Tuesday 24 February 2015

Farinelli and the King

by Claire van Kampen

seen at the Sam Wanamaker Playhouse 23 February 2015

This new play stars Mark Rylance as King Philip V of Spain and Sam Crane as the castrato Farinelli, with his arias sung by Iestyn Davies (sung in some performances by William Purefoy). King Philip suffered from what may have been deep depression, but this was much alleviated by the singing of Farinelli, who relinquished a glittering public career to become part of the king's household. Even after the king's death he did not resume singing in public.

Mark Rylance gives a consummate performance as the troubled king. The intimate setting of the playhouse gives him the chance to be quietly desperate, almost conversational, so that his occasional outbursts of anger and violence are the more shocking. We seem to be eavesdropping on a very private torment.

Sam Crane portrays Farinelli as a sympathetic character - it is the appeal to his good nature which prompts him first to visit and ultimately to stay with the Spanish royal family - and the use of both an actor and a singer for the part is well managed (the singer only appears when required, usually dressed identically to the actor), providing a nice underlining of the difference between the person and the performer. Iestyn Davies sings the arias with a beautiful clarity and control, exquisitely suitable to the space of the theatre.

The king, the singer and the location are the reasons for seeing this play, which in itself is not a great work. With one representative courtier and one sympathetic doctor (whose own risky situation is glanced at but not developed) there is little scope to investigate the political repercussions of the king's illness; most of the interest lies in the personal anguish so well revealed by Mark Rylance. Because the interest of the play lies in the therapeutic influence of Farinelli's singing his character is barely revealed beyond Metastasio's account of him to the queen and the first interview between him and the king. The arias, though ravishing to listen to, are set pieces whose possible relevance to the matter in hand is masked by their being in Italian. (There is no indication in the program of their provenance.)
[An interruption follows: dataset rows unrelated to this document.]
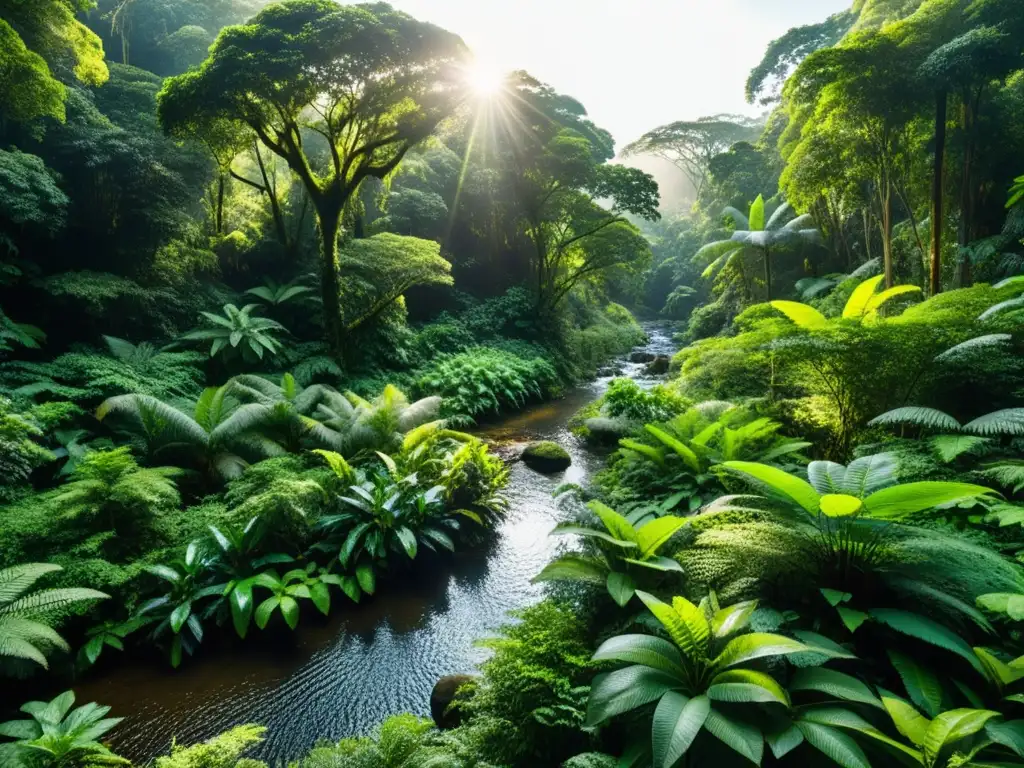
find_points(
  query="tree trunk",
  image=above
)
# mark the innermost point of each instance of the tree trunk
(220, 204)
(330, 221)
(967, 194)
(886, 199)
(935, 271)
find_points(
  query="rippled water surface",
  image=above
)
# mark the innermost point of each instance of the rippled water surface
(342, 677)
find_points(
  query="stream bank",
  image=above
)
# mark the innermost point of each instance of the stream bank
(343, 676)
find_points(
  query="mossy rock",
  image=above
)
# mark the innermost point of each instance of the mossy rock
(546, 457)
(449, 690)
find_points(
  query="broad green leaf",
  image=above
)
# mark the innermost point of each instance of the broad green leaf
(856, 305)
(802, 315)
(241, 602)
(644, 649)
(367, 579)
(852, 619)
(898, 502)
(264, 610)
(664, 564)
(835, 597)
(998, 671)
(876, 302)
(840, 505)
(923, 686)
(321, 596)
(617, 525)
(756, 645)
(290, 609)
(950, 446)
(567, 529)
(648, 452)
(744, 738)
(653, 535)
(1004, 602)
(732, 619)
(1010, 734)
(907, 720)
(624, 690)
(834, 683)
(408, 540)
(783, 741)
(952, 726)
(757, 217)
(682, 450)
(684, 622)
(925, 629)
(573, 567)
(677, 722)
(747, 686)
(179, 615)
(837, 745)
(778, 482)
(621, 587)
(840, 717)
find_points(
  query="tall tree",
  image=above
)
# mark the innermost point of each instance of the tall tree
(363, 83)
(859, 99)
(40, 42)
(691, 145)
(556, 168)
(765, 82)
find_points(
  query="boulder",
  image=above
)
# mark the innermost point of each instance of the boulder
(546, 457)
(642, 356)
(444, 693)
(658, 366)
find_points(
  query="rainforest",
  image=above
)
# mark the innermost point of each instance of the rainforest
(511, 385)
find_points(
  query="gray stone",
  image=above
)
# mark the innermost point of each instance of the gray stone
(446, 690)
(546, 457)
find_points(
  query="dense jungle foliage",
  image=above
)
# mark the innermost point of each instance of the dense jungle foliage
(264, 266)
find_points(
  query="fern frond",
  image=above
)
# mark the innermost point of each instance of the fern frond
(918, 416)
(1007, 473)
(950, 448)
(419, 413)
(417, 436)
(1007, 422)
(648, 452)
(16, 580)
(40, 602)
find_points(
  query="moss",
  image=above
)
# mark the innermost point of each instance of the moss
(546, 457)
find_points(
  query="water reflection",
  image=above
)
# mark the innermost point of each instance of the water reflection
(343, 676)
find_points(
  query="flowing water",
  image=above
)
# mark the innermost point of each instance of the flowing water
(343, 676)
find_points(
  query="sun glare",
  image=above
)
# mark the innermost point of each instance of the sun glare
(485, 81)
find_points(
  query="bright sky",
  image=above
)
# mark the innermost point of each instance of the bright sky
(634, 64)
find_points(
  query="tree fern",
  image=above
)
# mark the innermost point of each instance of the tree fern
(950, 448)
(1008, 422)
(24, 631)
(1007, 473)
(919, 417)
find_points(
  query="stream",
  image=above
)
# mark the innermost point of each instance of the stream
(344, 675)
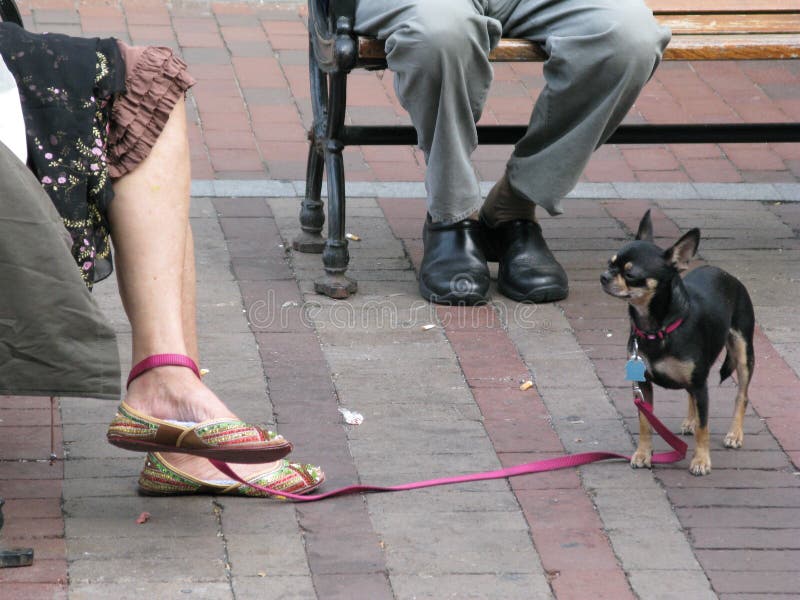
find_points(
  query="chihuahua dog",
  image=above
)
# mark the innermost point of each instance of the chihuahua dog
(679, 326)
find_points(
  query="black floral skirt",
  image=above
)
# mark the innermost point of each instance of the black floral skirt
(89, 118)
(67, 86)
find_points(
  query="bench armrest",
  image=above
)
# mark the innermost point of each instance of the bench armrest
(330, 28)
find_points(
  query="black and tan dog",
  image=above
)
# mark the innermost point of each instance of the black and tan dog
(680, 326)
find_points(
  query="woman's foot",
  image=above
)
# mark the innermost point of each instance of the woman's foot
(175, 393)
(201, 468)
(169, 409)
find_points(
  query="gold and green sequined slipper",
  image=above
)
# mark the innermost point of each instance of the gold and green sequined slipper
(159, 478)
(228, 440)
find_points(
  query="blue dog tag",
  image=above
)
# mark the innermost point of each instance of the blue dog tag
(634, 370)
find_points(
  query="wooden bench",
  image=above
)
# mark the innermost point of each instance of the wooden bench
(702, 30)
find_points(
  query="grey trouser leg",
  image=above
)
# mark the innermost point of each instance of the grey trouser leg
(438, 50)
(601, 53)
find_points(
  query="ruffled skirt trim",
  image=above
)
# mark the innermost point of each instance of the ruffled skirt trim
(155, 80)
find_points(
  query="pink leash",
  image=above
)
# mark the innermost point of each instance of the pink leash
(550, 464)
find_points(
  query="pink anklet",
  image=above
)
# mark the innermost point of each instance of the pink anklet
(162, 360)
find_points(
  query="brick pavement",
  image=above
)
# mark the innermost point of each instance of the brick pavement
(278, 352)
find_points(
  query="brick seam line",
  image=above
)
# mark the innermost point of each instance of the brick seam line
(317, 543)
(274, 188)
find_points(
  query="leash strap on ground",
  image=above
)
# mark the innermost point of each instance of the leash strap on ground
(550, 464)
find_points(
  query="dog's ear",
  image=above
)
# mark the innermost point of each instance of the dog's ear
(645, 228)
(682, 252)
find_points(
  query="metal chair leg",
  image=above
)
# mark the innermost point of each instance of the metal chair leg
(312, 213)
(336, 257)
(14, 557)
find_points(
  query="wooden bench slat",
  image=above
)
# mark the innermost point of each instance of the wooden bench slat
(733, 47)
(682, 47)
(732, 23)
(721, 6)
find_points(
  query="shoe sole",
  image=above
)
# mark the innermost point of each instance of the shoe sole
(552, 293)
(154, 493)
(239, 455)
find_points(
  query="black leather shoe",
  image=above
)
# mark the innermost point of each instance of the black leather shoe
(454, 269)
(528, 270)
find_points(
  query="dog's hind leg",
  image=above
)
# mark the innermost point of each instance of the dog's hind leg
(701, 461)
(740, 350)
(690, 422)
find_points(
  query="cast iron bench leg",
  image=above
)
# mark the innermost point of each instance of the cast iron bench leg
(335, 256)
(312, 213)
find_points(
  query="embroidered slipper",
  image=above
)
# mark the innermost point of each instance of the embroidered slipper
(159, 478)
(228, 440)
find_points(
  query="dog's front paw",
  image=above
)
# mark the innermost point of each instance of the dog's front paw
(734, 439)
(701, 464)
(642, 458)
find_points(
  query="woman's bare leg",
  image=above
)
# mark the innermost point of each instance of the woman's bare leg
(149, 219)
(189, 299)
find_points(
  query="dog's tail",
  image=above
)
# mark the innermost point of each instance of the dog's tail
(742, 327)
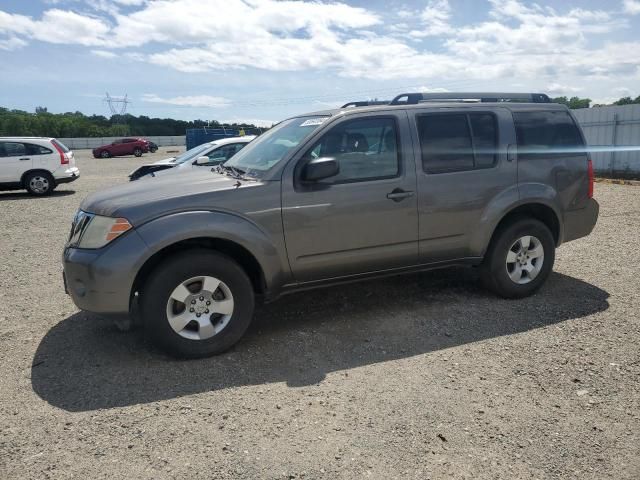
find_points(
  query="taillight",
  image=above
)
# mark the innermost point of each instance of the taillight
(591, 177)
(63, 158)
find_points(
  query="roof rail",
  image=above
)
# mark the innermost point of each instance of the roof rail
(365, 103)
(415, 98)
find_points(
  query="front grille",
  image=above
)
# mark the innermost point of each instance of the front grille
(78, 226)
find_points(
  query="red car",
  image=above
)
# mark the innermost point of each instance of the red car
(125, 146)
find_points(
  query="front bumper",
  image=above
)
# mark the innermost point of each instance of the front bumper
(580, 223)
(101, 280)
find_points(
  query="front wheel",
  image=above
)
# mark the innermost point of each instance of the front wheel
(519, 259)
(197, 303)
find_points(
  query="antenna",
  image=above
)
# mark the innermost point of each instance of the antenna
(117, 105)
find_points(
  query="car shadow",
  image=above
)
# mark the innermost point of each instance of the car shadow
(19, 195)
(83, 363)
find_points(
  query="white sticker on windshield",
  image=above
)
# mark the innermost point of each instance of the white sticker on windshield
(313, 121)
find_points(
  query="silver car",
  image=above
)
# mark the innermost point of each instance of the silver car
(207, 154)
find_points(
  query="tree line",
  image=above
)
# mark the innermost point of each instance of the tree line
(576, 102)
(75, 124)
(42, 123)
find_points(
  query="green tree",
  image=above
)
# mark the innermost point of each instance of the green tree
(573, 102)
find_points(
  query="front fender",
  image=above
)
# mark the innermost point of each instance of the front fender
(168, 230)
The queen is represented as loyal but baffled; again the political dimension is downplayed in favour of the domestic drama (she was effectively a regent on many occasions). She also has an implausible penchant for criss-crossing Europe so as to have heard Farinelli in London and to have met Metastasio in Vienna without his knowing who she was. This is silly comedy at Metastasio's expense; not even minor royalty in the eighteenth century would be paying calls incognito with address cards to hand 'in case you change your mind'; the Spanish queen is even less likely to have done so. (In fact Farinelli was summoned to Madrid from London via diplomatic channels.) Her description of her response to Farinelli's singing is pedestrian, as many attempts to eulogise musical genius via 'audience reaction' so often are. 

The use of Metastasio as narrator towards the end to bridge the gap between the main action of the play in the 1730's and Farinelli's reclusive later life is just so much potted biography rather than true drama. The final scene, in which Farinelli is cajoled into singing as payment for a coat, provides a superlative rendition of the aria 'Lascia ch'io pangia' - but the situation is sentimental and the aria was not written for a castrato singer. Using Mark Rylance to play the tailor is a peculiar move, rendering the situation even more unreal. The poignant gesture of the singer Farinelli for the only time touching the actor Farinelli is a marvellous recognition of transience and farewell, but the set-up is contrived.

The fuller ramifications of a king's madness have been better treated in Alan Bennett's 'The Madness of George III' while the impact of a brilliant musician has been more persuasively imagined in Peter Shaeffer's 'Amadeus', where Salieri's reaction to Mozart is informed by his own musical expertise and by his appalled sense of betrayal and jealousy. This play is more obviously a vehicle for its stars. This is no bad thing considering the brilliance of Mark Rylance's acting and Iestyn Davies' singing; but too much is only sketched about the central radiance, and dramatic license is too liberally applied at the expense of historical likelihood.